It was exactly one year ago today. As dawn broke over Kabul on the morning of December 8, 2024, a chartered flight operated by Moalem Airlines touched down on the tarmac. It didn’t carry winter wheat for the starving or medicine for the sick. It carried cash—specifically, $45 million in shrink-wrapped American currency, stacked on pallets like bricks of gold. As an investigative journalist looking back at that perverse ritual from the vantage point of December 2025, I am forced to ask the uncomfortable question that policymakers in Brussels and Washington still refuse to answer: Did they understand that they were funding the very terror they spent two decades trying to destroy?
The official line regarding that shipment—and the dozens that preceded it—was “humanitarian aid.” But the cold, hard intelligence from the last twelve months proves otherwise. Based on findings from SIGAR (Special Inspector General for Afghanistan Reconstruction) and the latest UN Security Council assessments, that money did not stabilize a country; it bankrolled a global terror hub. The $45 million unloaded that day did not bypass the Taliban; it filtered through a “shadow economy” where taxation and extortion divert hundreds of millions of dollars annually. That cash enters the accounts of a regime that the UN confirmed was hosting at least 23 proscribed terrorist organizations. That shipment was effectively a direct subsidy to the Tehrik-e-Taliban Pakistan (TTP) and Al-Qaeda.
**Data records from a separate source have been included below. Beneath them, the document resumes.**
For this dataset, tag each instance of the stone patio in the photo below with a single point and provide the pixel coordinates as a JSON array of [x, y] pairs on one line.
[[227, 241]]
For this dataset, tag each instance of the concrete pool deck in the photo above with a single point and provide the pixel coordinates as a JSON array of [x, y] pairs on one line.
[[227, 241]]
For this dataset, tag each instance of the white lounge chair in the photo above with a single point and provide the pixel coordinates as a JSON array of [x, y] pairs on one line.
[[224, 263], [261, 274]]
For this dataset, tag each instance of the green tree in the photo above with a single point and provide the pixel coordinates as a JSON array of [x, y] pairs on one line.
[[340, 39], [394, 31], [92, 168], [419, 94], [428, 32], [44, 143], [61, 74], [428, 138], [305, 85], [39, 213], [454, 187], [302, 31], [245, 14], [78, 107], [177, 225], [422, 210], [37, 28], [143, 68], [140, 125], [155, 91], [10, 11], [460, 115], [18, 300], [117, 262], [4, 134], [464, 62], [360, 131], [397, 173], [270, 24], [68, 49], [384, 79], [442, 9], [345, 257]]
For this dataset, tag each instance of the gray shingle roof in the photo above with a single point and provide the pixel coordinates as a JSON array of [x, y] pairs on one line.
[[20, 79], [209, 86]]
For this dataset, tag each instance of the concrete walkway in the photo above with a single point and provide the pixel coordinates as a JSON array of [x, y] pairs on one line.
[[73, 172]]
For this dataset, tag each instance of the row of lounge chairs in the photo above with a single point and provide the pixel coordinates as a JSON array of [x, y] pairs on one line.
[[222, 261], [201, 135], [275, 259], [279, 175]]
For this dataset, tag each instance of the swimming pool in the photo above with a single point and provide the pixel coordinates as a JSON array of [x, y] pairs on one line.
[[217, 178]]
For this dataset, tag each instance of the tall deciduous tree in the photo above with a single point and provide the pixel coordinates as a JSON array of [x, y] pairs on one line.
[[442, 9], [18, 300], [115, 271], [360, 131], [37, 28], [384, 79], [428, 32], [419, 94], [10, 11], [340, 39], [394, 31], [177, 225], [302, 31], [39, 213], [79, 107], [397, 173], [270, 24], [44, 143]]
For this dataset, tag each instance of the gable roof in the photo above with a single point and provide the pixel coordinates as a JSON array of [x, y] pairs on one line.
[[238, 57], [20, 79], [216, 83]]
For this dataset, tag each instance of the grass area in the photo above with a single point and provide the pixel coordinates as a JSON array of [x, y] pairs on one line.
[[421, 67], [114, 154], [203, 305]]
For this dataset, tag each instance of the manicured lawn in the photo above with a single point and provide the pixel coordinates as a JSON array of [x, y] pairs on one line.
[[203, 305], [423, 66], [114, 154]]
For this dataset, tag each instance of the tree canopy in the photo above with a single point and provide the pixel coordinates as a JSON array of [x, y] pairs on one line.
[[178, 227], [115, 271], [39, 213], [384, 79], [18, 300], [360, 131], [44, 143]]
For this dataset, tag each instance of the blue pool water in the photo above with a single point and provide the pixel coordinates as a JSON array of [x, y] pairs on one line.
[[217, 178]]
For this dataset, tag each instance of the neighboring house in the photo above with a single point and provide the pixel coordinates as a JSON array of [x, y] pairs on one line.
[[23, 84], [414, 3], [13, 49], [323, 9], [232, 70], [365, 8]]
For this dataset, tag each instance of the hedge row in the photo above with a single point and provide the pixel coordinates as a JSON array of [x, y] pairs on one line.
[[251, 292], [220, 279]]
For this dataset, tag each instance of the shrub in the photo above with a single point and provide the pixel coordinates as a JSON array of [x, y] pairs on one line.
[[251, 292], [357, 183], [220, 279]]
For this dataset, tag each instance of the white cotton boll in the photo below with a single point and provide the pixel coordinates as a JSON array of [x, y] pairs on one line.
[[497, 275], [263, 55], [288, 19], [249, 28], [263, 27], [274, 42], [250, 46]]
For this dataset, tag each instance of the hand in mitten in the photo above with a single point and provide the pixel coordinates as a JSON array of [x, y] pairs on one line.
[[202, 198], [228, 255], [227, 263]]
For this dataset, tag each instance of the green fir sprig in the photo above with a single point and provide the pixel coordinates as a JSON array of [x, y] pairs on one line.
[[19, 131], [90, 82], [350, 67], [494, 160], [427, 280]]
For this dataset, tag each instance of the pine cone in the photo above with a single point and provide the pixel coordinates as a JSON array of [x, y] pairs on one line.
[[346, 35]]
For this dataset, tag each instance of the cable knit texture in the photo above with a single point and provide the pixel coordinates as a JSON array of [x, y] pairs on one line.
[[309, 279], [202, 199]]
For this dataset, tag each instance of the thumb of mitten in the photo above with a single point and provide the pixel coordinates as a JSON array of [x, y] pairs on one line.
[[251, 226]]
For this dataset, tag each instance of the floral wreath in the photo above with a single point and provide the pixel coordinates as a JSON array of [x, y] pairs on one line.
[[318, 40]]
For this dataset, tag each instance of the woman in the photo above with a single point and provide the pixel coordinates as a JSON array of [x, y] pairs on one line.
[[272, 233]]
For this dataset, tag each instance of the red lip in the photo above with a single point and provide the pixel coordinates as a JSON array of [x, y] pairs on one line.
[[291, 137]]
To understand the gravity of the threat we face today, one must look at what the country has become since that funding flowed in. The state built over twenty years hasn’t just fallen; it has evaporated. In its place is a permissiveness that makes pre-9/11 Afghanistan look restrictive. The borders are porous, the internal security is fractured among warlords, and the “government” is little more than a patchwork of militias. Within this vacuum, terror found a home. The TTP now has over 6,000 fighters garrisoned in the eastern provinces, using Afghan soil not just for hiding, but for logistics, recruitment, and operational planning. They are not refugees; they are guests of the state, paid for by the “aid” dollars that cleared customs last year.
Compounding this funding nightmare is the hardware reality that we are still grappling with. The Pentagon admits they abandoned $7 billion worth of gear, but that number is hard to wrap your head around until you see the footage emerging over the last year. We aren’t talking about rusty Kalashnikovs anymore. These terrorists are driving American MRAPs and flying Black Hawks. They possess thermal optics that own the night. I’ve tracked these weapons from official stockpiles straight to the frontline. The tragic irony remains sickening: the high-tech rifle shooting at a Pakistani border guard today was likely paid for by a taxpayer in Ohio, just as that same taxpayer provided the cash last year to pay the terrorist holding it.
Let’s stop kidding ourselves that this fire stayed contained in the neighborhood. We were sold a fairytale that the Taliban would act as a bulwark against ISIS-K, but that story is dead. The reality I’m seeing on the ground is terrifying: foot soldiers are simply swapping their white flags for black ones, recruited right out of the Taliban’s own barracks. Meanwhile, the old guard of Al-Qaeda—men who spent twenty years looking over their shoulders—are now walking through Afghan cities with the swagger of landlords. It’s 2001 all over again. From the Chinese border to the gates of Tashkent, the alarms are ringing because we have created a Frankenstein’s monster: a regime high on drug money and Western aid, armed with American guns, answering to absolutely no one.
The world slept-walked into a catastrophe. By pumping billions—over $3.8 billion since 2021—into this unaccountable void, the international community maintained the “economic oxygen” for terrorism. December 8, 2024, marked a critical failure of due diligence. That $45 million did not buy bread for a widow in Herat. It bought fuel for TTP technicals and components for the IEDs detonating today. Afghanistan has mutated into a radicalization super-hub, a narco-state, and a launchpad for transnational jihad. We ignored the SIGAR reports, the US dismissed the UN warnings, and the world turned a blind eye to the reality on the ground. The West financed its own destruction, and we are now holding the receipt.